Remaking the City  Fall ’19, Cornell Tech

Society members are differentiated by many factors such as age, gender, class, ethnicity, dis/ability, and religion. As such, each societal group holds a different claim for what it means to have a good life. These claims can be conflictual, leaving certain needs and interests unfulfilled by the hegemony ordering a society. The problem is that such hegemonic order is often unmarked, implicitly inscribed in daily practices, and well entrenched into our systems. It is hard to articulate, contest, or expand with differentiated practices. It does not help that our contemporary designed worlds are built on seamless and user-friendly experience, which erodes the patience and cognitive capacity necessary for sitting with what is fractious or “unfriendly” such as difference. My doctoral work, spanning three years of research collaborations with various groups on Roosevelt Island, has probed how we surface and deal with difference using art, participatory design, and design pedagogy. My explorations around difference are informed by three stances from political philosophy. The first stance sees a resolution to difference in deliberations during which diverse groups could find moments of commonality as they work towards a shared goal. The second stance advocates opening up our minds, hearts, and institutions to deep pluralism through introspections, ethical curiosity, and “gritted-teeth” tolerance.
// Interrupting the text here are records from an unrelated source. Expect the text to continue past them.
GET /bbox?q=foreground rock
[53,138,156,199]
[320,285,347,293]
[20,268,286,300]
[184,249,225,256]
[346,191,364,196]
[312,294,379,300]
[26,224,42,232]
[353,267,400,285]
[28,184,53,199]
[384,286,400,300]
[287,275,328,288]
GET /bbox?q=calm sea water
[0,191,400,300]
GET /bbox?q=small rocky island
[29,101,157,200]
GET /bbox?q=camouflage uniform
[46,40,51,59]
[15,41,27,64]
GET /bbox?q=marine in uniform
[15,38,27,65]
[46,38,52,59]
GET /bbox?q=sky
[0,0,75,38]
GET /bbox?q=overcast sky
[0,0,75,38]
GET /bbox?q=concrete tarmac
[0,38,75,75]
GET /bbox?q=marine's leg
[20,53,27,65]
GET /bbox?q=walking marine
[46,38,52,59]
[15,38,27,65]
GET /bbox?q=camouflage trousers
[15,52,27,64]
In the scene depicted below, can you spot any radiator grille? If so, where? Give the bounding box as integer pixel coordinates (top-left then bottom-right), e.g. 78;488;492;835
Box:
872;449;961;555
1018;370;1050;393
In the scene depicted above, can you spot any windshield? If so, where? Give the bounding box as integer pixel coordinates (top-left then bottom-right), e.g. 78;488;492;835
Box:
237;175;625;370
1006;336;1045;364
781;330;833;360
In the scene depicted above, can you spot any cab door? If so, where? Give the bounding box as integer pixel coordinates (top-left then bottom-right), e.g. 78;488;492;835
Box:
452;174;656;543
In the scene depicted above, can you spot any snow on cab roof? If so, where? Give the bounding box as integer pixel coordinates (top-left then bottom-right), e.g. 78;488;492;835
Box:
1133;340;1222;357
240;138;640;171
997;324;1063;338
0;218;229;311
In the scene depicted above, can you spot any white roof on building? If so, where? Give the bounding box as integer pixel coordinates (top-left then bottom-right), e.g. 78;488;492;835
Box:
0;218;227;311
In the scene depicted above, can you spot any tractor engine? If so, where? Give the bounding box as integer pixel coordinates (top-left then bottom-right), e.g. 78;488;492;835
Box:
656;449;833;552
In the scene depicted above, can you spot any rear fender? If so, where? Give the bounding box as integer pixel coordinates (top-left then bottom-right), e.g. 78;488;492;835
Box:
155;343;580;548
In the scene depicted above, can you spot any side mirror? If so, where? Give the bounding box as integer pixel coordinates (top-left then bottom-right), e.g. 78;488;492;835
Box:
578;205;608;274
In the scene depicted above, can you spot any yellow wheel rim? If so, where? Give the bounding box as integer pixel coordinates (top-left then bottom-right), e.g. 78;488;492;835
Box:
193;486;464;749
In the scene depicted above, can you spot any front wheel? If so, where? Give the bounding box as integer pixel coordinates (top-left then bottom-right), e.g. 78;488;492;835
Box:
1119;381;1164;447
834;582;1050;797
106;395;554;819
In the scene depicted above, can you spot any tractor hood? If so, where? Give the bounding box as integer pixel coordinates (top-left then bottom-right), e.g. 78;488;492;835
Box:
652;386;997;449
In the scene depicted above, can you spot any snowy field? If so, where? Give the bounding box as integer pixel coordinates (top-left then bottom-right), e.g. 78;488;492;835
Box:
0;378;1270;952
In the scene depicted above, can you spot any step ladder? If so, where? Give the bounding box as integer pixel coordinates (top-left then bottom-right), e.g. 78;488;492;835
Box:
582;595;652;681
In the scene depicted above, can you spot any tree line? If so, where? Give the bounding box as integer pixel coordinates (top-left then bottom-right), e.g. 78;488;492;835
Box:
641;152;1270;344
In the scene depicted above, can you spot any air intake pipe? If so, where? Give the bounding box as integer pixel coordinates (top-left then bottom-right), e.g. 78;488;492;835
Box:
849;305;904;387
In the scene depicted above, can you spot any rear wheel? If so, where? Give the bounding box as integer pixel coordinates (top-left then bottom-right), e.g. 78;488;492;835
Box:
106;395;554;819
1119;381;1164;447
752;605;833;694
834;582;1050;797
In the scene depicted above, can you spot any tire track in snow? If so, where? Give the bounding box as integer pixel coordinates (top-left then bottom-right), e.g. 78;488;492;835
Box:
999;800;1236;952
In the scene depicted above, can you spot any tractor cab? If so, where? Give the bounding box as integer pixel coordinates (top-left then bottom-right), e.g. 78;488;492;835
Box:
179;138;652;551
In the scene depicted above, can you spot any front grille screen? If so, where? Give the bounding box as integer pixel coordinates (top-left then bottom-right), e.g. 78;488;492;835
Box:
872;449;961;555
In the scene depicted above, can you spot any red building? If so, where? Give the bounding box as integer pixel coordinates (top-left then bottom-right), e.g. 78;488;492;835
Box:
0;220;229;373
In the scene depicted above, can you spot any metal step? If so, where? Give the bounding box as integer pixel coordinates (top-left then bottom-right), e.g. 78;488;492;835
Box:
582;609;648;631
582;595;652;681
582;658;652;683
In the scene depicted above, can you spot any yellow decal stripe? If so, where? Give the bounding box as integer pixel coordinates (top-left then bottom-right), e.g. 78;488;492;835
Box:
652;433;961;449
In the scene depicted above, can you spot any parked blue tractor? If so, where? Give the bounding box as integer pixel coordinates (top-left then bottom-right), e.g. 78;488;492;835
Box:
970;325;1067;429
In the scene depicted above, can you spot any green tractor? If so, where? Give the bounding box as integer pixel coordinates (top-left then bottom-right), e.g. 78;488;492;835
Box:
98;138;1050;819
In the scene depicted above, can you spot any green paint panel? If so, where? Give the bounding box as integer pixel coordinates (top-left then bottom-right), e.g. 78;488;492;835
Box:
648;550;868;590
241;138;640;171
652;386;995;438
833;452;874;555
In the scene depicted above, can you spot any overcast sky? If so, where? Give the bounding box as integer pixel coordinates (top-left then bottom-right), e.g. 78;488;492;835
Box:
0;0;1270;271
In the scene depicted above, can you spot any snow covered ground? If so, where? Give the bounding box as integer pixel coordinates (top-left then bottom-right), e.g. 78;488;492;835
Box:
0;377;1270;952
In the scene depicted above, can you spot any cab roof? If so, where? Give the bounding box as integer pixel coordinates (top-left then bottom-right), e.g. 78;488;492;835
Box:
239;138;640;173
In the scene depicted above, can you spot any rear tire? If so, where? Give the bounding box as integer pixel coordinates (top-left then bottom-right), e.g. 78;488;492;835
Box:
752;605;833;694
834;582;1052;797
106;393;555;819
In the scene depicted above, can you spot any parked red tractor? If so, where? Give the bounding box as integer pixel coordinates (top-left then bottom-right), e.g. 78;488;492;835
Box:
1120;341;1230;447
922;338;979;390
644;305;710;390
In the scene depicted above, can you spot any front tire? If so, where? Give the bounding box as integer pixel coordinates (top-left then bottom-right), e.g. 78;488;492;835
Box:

The third stance concedes to the antagonism inherent to human relations. It envisions a distributive power model where diverse voices carry out contestational labor, constantly transforming hegemonic values, and devising an agonistic set of ethos as the common ground among a differentiated populace. In my dissertation, I am currently writing on how design has worked to activate these stances. I am also working on a design framework for explorative agonism as a meeting point between deep pluralism and agonism. This framework puts participants in a hypothetical position of power not possible in real life, affording them opportunities to propose ruptures in the hegemonic order, test these ruptures through agonistic encounters, and retreat back to a protected enclave for healing and reflection.